Astrit kannte ich seit 2008. Er wurde groß in einer sehr gebildeten, gastfreundlichen linkspatriotischen Familie. Sein Vater Avni Dehari, ist ein Veteran der linken albanischen Widerstandsbewegung gegenden serbischen Chauvinismus. Welch eine Trauer muss die Familie ertragen. Im Jahr 2014 starb der ältere Sohn Arbenor Dehari und jetzt Astrit Dehari. Vor etwas mehr als zwei Wochen besuchte ich Astrit im Gefängnis in Prizren. Er machte auf mich wie immer einen aufgeweckten und keinesfalls depressiven Eindruck. Ziemlich munter berichtete er, dass er viel liest und sich nicht dem Terror des Regimes beugt. Stolz blickten seine Mutter und sein Vater auf ihn. Am Samstag starb nun Astrit Dehari in der Haft. Zur genauen Todesursache gibt es unterschiedliche Angaben des Regimes. Astrit saß völlig unschuldig -genauso wie ANDERE im Gefängnis-. Ein terroristisches Regime warf ausgerechnet ihm „ Terrorismus“ vor. Beweise dafür hatte die Staatsanwaltschaft nicht. Der Rechtsanwalt von Astrit Dehari, Gent Beka bestätigte mir das in einem Gespräch. Insgesamt war Astrit 68 Tage im Gefängnis. In Kosova werfen die regierenden Millionäre unschuldige Menschen wie Astrit Dehari ins Gefängnis. Sie haben ihn indirekt oder sogar direkt ermordet. Alles was im Gefängnis passiert unterliegt der Verantwortung dieser Institution. Völlig lächerlich ist die Behauptung Astrit hätte zu viel Medikamente oder gar Drogen genommen. Wer teilt denn die Medikamente im Gefängnis aus? Die Familie fordert zurecht eine Autopsie unter Teilnahme von Ärzten welche die Familie Dehari benennt.

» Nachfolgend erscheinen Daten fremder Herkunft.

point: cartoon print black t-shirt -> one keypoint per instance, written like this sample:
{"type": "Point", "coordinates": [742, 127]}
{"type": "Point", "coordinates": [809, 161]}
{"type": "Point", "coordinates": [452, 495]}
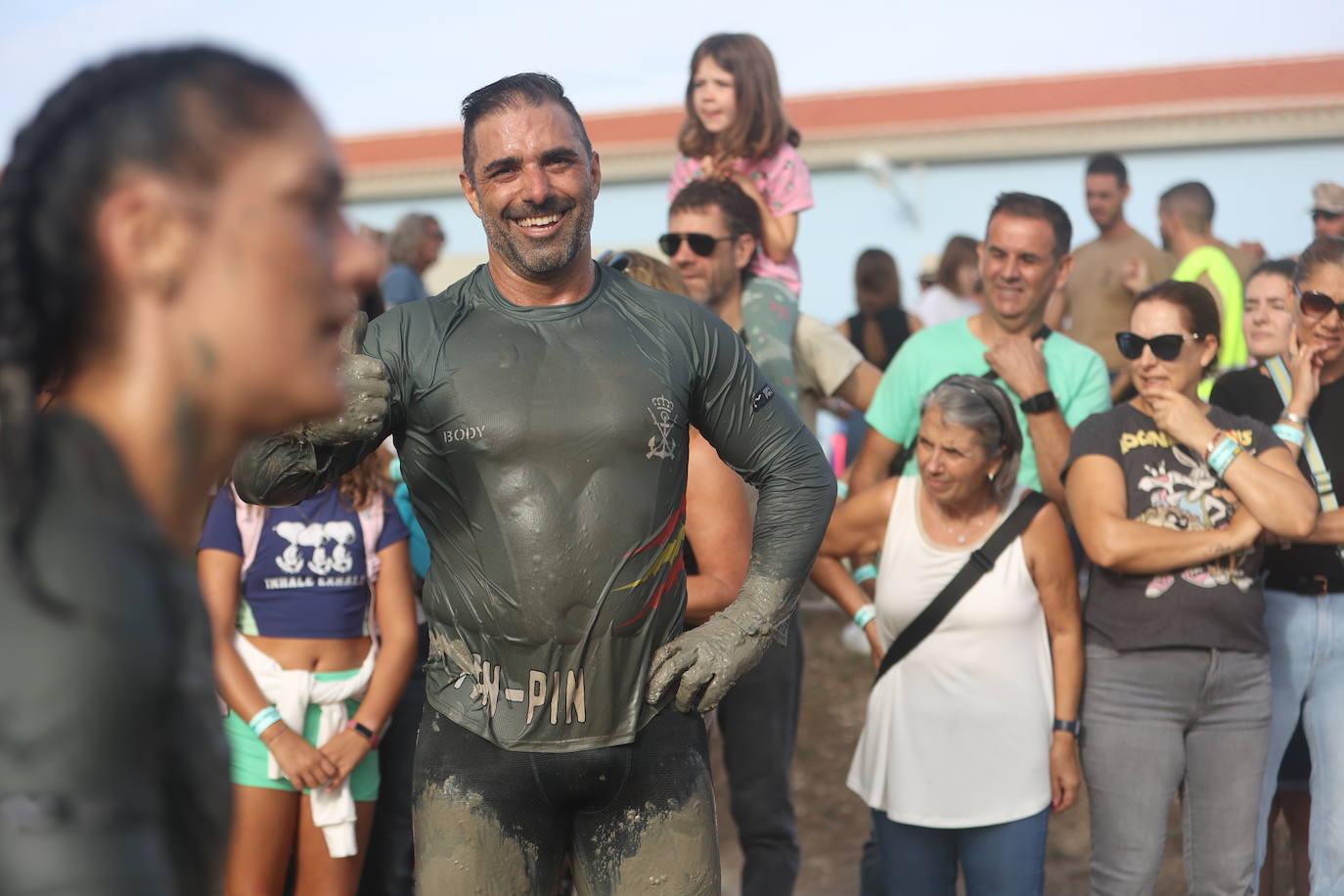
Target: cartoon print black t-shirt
{"type": "Point", "coordinates": [1211, 605]}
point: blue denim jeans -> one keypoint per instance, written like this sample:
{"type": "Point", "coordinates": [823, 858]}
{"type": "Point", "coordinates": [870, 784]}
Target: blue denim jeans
{"type": "Point", "coordinates": [1156, 722]}
{"type": "Point", "coordinates": [1307, 659]}
{"type": "Point", "coordinates": [998, 860]}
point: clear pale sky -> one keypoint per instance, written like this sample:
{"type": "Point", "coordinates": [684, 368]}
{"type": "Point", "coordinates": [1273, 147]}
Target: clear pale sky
{"type": "Point", "coordinates": [392, 65]}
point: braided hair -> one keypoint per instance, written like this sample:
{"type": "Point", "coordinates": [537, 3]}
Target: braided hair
{"type": "Point", "coordinates": [175, 112]}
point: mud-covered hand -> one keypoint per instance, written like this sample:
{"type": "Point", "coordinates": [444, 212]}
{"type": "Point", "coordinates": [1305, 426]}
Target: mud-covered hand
{"type": "Point", "coordinates": [366, 392]}
{"type": "Point", "coordinates": [707, 659]}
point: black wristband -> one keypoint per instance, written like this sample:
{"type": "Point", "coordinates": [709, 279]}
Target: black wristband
{"type": "Point", "coordinates": [1039, 403]}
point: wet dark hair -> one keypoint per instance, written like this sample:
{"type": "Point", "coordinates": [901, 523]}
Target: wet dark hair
{"type": "Point", "coordinates": [1197, 306]}
{"type": "Point", "coordinates": [1281, 266]}
{"type": "Point", "coordinates": [875, 273]}
{"type": "Point", "coordinates": [524, 90]}
{"type": "Point", "coordinates": [1041, 208]}
{"type": "Point", "coordinates": [176, 112]}
{"type": "Point", "coordinates": [740, 214]}
{"type": "Point", "coordinates": [1107, 162]}
{"type": "Point", "coordinates": [1324, 250]}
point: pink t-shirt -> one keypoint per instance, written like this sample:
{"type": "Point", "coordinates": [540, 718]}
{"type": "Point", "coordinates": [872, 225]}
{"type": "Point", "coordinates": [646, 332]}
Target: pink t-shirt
{"type": "Point", "coordinates": [784, 180]}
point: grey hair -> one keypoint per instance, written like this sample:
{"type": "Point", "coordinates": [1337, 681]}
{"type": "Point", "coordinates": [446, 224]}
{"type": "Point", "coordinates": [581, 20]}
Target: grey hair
{"type": "Point", "coordinates": [405, 242]}
{"type": "Point", "coordinates": [981, 406]}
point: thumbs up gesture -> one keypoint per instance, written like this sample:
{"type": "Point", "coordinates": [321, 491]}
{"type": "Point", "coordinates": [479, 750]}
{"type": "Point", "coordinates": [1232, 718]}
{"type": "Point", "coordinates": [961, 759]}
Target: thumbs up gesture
{"type": "Point", "coordinates": [366, 392]}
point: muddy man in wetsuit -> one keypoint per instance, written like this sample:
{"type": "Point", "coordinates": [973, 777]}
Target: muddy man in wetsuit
{"type": "Point", "coordinates": [541, 409]}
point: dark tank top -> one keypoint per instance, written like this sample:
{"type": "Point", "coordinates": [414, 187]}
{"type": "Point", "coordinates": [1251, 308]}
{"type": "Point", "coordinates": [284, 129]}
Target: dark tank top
{"type": "Point", "coordinates": [894, 327]}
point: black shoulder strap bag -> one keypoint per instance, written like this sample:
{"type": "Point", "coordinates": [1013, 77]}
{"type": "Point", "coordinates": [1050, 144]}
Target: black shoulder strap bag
{"type": "Point", "coordinates": [981, 561]}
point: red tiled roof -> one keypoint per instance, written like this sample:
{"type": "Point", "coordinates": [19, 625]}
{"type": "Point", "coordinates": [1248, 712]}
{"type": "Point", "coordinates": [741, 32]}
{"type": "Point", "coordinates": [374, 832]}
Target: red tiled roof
{"type": "Point", "coordinates": [933, 107]}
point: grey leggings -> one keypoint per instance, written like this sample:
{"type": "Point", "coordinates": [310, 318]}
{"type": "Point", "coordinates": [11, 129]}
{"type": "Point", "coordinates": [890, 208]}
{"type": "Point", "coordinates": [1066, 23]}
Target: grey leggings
{"type": "Point", "coordinates": [1156, 722]}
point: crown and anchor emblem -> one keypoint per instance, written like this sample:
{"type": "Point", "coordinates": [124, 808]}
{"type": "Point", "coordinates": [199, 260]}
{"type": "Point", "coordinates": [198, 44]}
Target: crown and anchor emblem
{"type": "Point", "coordinates": [661, 445]}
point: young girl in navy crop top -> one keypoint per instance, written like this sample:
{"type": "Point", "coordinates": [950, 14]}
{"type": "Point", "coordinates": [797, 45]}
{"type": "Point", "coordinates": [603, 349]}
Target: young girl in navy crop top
{"type": "Point", "coordinates": [315, 637]}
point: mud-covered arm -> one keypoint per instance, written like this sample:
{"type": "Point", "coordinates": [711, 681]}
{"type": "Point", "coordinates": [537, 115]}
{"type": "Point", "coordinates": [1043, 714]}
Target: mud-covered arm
{"type": "Point", "coordinates": [761, 437]}
{"type": "Point", "coordinates": [295, 464]}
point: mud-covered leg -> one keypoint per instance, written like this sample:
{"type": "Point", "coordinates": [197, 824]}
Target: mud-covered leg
{"type": "Point", "coordinates": [658, 835]}
{"type": "Point", "coordinates": [478, 827]}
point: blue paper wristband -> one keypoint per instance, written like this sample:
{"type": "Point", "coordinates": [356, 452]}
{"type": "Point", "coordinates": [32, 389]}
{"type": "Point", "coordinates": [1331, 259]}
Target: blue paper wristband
{"type": "Point", "coordinates": [865, 572]}
{"type": "Point", "coordinates": [865, 614]}
{"type": "Point", "coordinates": [1289, 434]}
{"type": "Point", "coordinates": [263, 720]}
{"type": "Point", "coordinates": [1224, 454]}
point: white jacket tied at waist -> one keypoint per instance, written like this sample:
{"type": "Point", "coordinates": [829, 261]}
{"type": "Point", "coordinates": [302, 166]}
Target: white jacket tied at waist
{"type": "Point", "coordinates": [291, 691]}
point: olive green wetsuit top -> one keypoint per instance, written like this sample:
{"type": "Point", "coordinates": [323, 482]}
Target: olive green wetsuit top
{"type": "Point", "coordinates": [546, 456]}
{"type": "Point", "coordinates": [113, 767]}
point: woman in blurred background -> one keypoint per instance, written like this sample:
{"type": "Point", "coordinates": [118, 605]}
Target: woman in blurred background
{"type": "Point", "coordinates": [969, 740]}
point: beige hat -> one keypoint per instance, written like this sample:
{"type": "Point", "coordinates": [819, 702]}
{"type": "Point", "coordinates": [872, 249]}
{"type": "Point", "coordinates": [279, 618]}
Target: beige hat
{"type": "Point", "coordinates": [1328, 198]}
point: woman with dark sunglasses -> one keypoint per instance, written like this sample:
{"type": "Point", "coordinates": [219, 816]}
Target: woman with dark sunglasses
{"type": "Point", "coordinates": [1304, 593]}
{"type": "Point", "coordinates": [1170, 497]}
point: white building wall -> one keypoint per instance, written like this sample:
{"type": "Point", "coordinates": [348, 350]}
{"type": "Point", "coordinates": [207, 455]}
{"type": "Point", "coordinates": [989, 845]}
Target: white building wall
{"type": "Point", "coordinates": [1262, 194]}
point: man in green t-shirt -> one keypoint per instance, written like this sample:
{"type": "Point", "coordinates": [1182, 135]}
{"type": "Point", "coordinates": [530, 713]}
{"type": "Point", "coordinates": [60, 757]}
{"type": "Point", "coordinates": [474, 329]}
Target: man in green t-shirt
{"type": "Point", "coordinates": [1053, 381]}
{"type": "Point", "coordinates": [541, 409]}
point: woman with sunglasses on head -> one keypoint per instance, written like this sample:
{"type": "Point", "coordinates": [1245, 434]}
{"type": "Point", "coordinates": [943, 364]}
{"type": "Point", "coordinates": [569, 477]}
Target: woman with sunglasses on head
{"type": "Point", "coordinates": [1304, 591]}
{"type": "Point", "coordinates": [173, 276]}
{"type": "Point", "coordinates": [1170, 497]}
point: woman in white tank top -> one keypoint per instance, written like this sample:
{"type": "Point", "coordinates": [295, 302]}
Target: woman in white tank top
{"type": "Point", "coordinates": [960, 756]}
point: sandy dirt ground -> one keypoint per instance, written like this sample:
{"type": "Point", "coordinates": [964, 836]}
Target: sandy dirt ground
{"type": "Point", "coordinates": [833, 823]}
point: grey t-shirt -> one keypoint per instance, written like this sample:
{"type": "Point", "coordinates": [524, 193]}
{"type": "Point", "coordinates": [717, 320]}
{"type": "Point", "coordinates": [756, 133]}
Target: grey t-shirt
{"type": "Point", "coordinates": [1214, 605]}
{"type": "Point", "coordinates": [545, 452]}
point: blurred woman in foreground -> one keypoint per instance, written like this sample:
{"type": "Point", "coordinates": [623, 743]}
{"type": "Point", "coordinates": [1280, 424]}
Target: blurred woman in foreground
{"type": "Point", "coordinates": [1170, 497]}
{"type": "Point", "coordinates": [173, 272]}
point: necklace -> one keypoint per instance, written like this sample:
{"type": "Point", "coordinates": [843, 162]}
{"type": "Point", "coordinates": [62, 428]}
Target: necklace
{"type": "Point", "coordinates": [962, 536]}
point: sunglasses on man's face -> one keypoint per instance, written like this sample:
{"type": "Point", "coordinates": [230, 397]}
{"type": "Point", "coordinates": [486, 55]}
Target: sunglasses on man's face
{"type": "Point", "coordinates": [1165, 347]}
{"type": "Point", "coordinates": [700, 244]}
{"type": "Point", "coordinates": [1319, 304]}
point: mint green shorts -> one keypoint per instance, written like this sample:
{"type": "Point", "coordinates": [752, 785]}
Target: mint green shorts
{"type": "Point", "coordinates": [248, 756]}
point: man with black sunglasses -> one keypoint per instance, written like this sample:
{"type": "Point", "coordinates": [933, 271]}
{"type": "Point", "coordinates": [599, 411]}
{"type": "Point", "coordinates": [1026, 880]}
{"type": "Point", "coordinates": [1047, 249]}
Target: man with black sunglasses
{"type": "Point", "coordinates": [1053, 381]}
{"type": "Point", "coordinates": [714, 231]}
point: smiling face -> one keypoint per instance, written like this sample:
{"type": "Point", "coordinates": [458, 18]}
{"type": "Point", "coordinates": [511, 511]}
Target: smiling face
{"type": "Point", "coordinates": [1326, 331]}
{"type": "Point", "coordinates": [1019, 270]}
{"type": "Point", "coordinates": [714, 96]}
{"type": "Point", "coordinates": [272, 280]}
{"type": "Point", "coordinates": [532, 187]}
{"type": "Point", "coordinates": [1269, 315]}
{"type": "Point", "coordinates": [953, 465]}
{"type": "Point", "coordinates": [1159, 317]}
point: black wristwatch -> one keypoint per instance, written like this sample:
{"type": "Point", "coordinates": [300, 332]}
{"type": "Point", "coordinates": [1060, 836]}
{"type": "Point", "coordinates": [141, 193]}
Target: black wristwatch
{"type": "Point", "coordinates": [1073, 726]}
{"type": "Point", "coordinates": [1039, 403]}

Astrit die Politik und die Medizin

Sehr erfolgreich studierte Astrit Medizin. Meist fand ich bei meinen Besuchen bei der Familie Dehari Astrit beim Studium medizinischer Fachbücher oder politischer Bücher vor. Astrit war genau wie sein verstorbener Bruder Aktivist der „ Bewegung für Selbstbestimmung“ (VV). Eine wichtige Rolle spielte Astrit im Studentenverband SKV – „Bewegung für die Gleichheit“. Astrit kämpfte gegen Studiengebühren, gegen eine privatisierte Bildung sowie gegen korrupte Rektoren. Immer setzte er neben praktischer Aktivität auf politische Bildung. Oftmals übersetzte er Vorträge von mir in Prishtina. Er sprach perfekt Deutsch und Albanisch. Astrit setzte sich immer für politischen Massenwiderstand gegen Armut, Arbeitslosigkeit sowie für Selbstbestimmung in Kosova ein. Jede Art von individuellem Terror welche ihm die Pronto Millionäre vorwerfen war ihm fremd. Er war ein guter Freund der zuletzt ein Buch von mir vom deutschen ins albanische übersetzte. Das Buch landete in seinem Computer ins Gefängnis. Den Text werde ich erhalten. Aber Astrit wird niemals mehr sprechen, lachen und politisch kämpfen. Welch ein Verlust, welche Trauer überschattet das menschliche Dasein. Das Vermächtnis von Astrit muss umgesetzt werden. Für soziale Gleichheit und Selbstbestimmung in Kosova und überall auf der Welt. Ich muss jetzt aufhören zu schreiben. Ich wollte noch viele persönliche Eindrücke niederschreiben. Aber es geht nicht mehr. Ich weine. Oh Astrit du wurdest nur 26 Jahre alt.